Michele LeTourneau
Northern News Services
RAE EDZO (Nov 01/99) - Dene artist Archie Beaulieu has been a full-time artist for 25 years. But for Beaulieu, who lives in Rae, it goes back to when he was a child.
"I was just born a natural artist. It's hard for me to say when somebody asks me (when I started)," says the 47- year-old, who, as the eldest of the family, stayed with his parents when the others were sent to residential school. He went to school in Rae.
"That's where I always ... I don't know how to say ... I always see things that I always want to draw. And at the same time I pick up stories."
It was then that Beaulieu's grandmother knew what his gift was, and also when she told him stories.
"It took me a lot of years to get my name up there. I worked hard for that," says the artist, who has pieces in the collections of Queen Elizabeth II and the Vatican.
Beaulieu has long wanted to translate his two-dimension art into the three-dimensional world -- he is now attending the metalwork course in Rae-Edzo and thriving.
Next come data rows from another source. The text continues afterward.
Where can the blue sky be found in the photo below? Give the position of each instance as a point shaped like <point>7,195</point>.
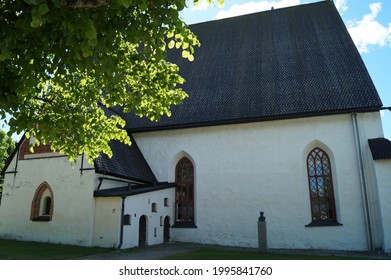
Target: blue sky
<point>368,21</point>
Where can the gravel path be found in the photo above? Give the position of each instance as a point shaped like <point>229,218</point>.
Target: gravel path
<point>160,251</point>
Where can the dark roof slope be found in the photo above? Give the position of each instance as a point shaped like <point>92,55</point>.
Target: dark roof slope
<point>380,148</point>
<point>284,63</point>
<point>127,162</point>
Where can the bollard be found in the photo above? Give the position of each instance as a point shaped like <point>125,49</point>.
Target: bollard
<point>262,236</point>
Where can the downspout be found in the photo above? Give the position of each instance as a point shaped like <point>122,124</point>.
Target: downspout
<point>363,182</point>
<point>121,234</point>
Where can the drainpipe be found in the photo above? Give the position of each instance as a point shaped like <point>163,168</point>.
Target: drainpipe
<point>363,181</point>
<point>121,236</point>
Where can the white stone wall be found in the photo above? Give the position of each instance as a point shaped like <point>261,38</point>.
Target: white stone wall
<point>141,204</point>
<point>73,213</point>
<point>383,174</point>
<point>242,169</point>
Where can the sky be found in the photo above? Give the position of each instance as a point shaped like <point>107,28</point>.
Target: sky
<point>368,21</point>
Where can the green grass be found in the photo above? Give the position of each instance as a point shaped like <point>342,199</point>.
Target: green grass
<point>224,254</point>
<point>22,250</point>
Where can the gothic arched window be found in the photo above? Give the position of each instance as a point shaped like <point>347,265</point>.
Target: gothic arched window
<point>42,204</point>
<point>184,192</point>
<point>321,189</point>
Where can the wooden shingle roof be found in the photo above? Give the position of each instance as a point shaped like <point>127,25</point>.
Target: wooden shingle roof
<point>285,63</point>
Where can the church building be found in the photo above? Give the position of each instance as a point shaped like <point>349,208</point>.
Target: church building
<point>282,117</point>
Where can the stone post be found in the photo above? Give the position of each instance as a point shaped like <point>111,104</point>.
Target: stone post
<point>262,235</point>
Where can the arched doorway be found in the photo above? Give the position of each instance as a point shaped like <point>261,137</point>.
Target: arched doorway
<point>166,231</point>
<point>142,231</point>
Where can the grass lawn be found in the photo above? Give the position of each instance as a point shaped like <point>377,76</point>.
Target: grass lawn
<point>21,250</point>
<point>223,254</point>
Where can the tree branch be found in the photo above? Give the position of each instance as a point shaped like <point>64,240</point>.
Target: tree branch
<point>85,3</point>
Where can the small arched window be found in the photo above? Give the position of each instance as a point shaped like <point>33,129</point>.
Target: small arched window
<point>154,207</point>
<point>47,205</point>
<point>127,219</point>
<point>321,188</point>
<point>184,192</point>
<point>42,204</point>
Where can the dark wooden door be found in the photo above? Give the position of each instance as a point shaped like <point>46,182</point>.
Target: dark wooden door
<point>142,232</point>
<point>166,231</point>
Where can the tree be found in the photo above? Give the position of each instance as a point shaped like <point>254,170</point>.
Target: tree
<point>7,146</point>
<point>61,61</point>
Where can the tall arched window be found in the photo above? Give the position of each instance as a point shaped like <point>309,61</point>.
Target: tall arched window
<point>321,188</point>
<point>184,193</point>
<point>42,204</point>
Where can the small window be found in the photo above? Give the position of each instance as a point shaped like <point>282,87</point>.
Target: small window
<point>127,219</point>
<point>42,204</point>
<point>321,189</point>
<point>154,207</point>
<point>47,204</point>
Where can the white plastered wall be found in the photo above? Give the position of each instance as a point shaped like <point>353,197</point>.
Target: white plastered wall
<point>383,174</point>
<point>243,169</point>
<point>73,211</point>
<point>141,204</point>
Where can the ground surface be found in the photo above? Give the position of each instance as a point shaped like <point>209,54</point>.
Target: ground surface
<point>161,251</point>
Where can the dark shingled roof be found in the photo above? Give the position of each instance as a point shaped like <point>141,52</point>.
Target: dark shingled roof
<point>127,162</point>
<point>284,63</point>
<point>380,148</point>
<point>134,190</point>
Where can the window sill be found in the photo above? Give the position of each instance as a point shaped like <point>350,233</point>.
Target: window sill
<point>324,223</point>
<point>184,225</point>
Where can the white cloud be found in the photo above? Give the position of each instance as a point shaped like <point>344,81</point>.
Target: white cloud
<point>368,32</point>
<point>254,7</point>
<point>341,5</point>
<point>202,6</point>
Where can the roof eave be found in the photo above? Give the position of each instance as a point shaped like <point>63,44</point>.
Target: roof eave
<point>254,119</point>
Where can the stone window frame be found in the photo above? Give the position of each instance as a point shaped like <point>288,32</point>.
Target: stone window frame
<point>40,211</point>
<point>321,189</point>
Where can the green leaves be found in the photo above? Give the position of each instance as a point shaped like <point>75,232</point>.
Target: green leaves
<point>59,64</point>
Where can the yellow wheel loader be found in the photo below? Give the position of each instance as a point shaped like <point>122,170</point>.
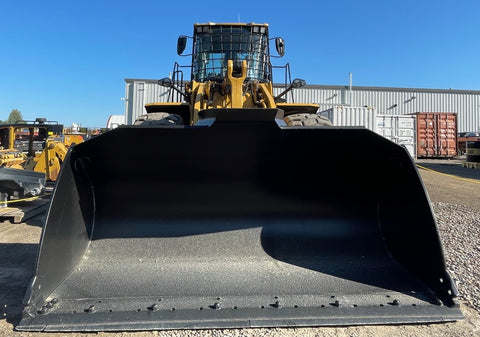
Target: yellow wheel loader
<point>30,155</point>
<point>236,208</point>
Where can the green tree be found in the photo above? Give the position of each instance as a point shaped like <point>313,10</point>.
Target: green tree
<point>14,117</point>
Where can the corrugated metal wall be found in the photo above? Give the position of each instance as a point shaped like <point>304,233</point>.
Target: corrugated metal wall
<point>388,101</point>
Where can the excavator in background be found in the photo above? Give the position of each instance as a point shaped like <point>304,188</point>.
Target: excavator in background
<point>236,208</point>
<point>31,153</point>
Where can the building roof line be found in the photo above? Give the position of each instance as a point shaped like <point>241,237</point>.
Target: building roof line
<point>354,88</point>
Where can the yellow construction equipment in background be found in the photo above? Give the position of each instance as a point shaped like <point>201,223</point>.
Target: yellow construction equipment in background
<point>38,146</point>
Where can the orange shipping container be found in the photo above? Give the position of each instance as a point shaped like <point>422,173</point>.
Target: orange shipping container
<point>436,134</point>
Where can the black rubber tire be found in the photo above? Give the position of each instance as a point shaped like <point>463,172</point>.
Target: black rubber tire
<point>159,118</point>
<point>307,120</point>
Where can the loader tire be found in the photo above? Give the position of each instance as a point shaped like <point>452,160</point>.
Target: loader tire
<point>159,118</point>
<point>307,120</point>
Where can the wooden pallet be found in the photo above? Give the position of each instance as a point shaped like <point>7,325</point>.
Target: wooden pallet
<point>24,210</point>
<point>471,165</point>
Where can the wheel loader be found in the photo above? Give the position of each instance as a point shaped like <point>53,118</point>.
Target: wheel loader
<point>237,208</point>
<point>31,153</point>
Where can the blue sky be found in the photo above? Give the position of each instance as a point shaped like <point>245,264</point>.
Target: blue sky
<point>67,60</point>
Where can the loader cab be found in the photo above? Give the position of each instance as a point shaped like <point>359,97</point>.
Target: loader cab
<point>214,45</point>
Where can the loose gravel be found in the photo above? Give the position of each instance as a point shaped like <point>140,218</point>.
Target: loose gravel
<point>459,228</point>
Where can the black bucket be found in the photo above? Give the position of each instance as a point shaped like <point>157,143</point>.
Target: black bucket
<point>240,224</point>
<point>473,152</point>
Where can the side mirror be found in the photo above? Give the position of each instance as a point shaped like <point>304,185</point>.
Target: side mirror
<point>166,82</point>
<point>280,45</point>
<point>298,83</point>
<point>181,44</point>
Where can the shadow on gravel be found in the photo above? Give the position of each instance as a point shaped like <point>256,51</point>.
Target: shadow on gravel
<point>16,270</point>
<point>454,168</point>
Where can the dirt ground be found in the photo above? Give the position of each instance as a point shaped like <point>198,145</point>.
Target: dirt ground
<point>450,183</point>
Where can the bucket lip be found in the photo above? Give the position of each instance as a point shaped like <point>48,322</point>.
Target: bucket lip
<point>218,316</point>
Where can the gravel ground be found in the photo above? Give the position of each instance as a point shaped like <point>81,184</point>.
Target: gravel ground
<point>459,228</point>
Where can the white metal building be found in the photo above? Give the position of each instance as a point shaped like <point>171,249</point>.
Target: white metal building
<point>388,101</point>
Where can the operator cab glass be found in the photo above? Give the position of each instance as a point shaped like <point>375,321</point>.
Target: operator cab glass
<point>215,45</point>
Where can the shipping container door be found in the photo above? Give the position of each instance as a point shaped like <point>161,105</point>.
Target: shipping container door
<point>436,134</point>
<point>399,129</point>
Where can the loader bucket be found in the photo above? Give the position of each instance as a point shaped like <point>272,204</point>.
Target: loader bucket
<point>238,224</point>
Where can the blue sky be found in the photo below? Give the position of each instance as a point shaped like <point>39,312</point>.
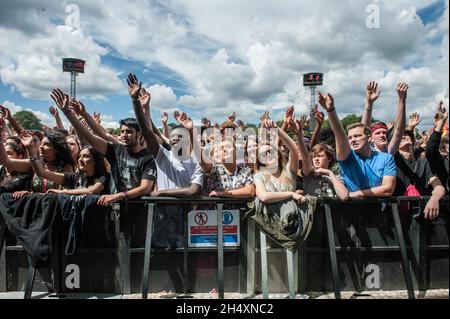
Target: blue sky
<point>212,58</point>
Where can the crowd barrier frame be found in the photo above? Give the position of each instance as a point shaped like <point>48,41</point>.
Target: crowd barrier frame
<point>247,247</point>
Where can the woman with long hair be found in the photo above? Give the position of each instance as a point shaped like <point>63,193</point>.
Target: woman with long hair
<point>74,146</point>
<point>91,176</point>
<point>53,151</point>
<point>275,178</point>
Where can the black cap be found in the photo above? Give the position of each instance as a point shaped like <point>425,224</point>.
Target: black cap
<point>130,122</point>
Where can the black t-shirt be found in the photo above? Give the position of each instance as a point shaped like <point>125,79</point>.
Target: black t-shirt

"When I was in Inuvik one time for the Great Northern Arts Festival I was so impressed with the way they had workshops ... for the first year that I was there it was just look-and-see. The second year I picked up a workshop with Bill Nasogaluak. I took a carving workshop. I learned about files and tools."
At the same time, Beaulieu encountered a group of metal workers and jewellers from Iqaluit. This was at a time when metalwork courses were prevalent in the Eastern Arctic, but not in the West.
"Ordinarily, to go into jewelry, you have to go to a two-year course in Iqaluit."
When Aurora College started the program in Rae-Edzo, he was there.
Beaulieu's paintings are reminiscent of modern carving, with inset images and stories being told. His vision lends itself well to the world of three-dimensional art. And his approach to the work is very similar to his approach to painting.
"I prepare myself. I do a lot of sketches with pencil. I find ideas take quite a while to do for printmaking. I'm the kind of artist that whenever I want to paint certain things ... If I want to do a painting of a loon all month this month, I do," says Beaulieu.
He adds that the subject matter of his work is also affected by the seasons.
"Most of all the painting I do is related to wildlife."
He also works from legends passed on from generation to generation.
Sometime in November, his latest print will be ready. The mother in the Northern Spiritual Beauty serigraph -- a silkscreen method of printing -- wonders which animal clan her child belongs to.
"To see if the child is wolf clan or loon clan ..."
Unlike other serigraphs of Beaulieu's, which might have five or six colours, this one has over 20.
In the jewelry program, he works on earrings, brooches, pendants and bracelets, with Dene themes just like his paintings.
Now it looks like the youngest of his six children, his nine-year-old daughter, might have the gift.
"I noticed when I first handed her a pencil when she was small, the way she was holding the pencil related to the way I hold it," says Beaulieu with gentle pride.
And the image of the rose he always draws with his signature? That's for his wife, Rose, the woman who is an integral part of his life and his art.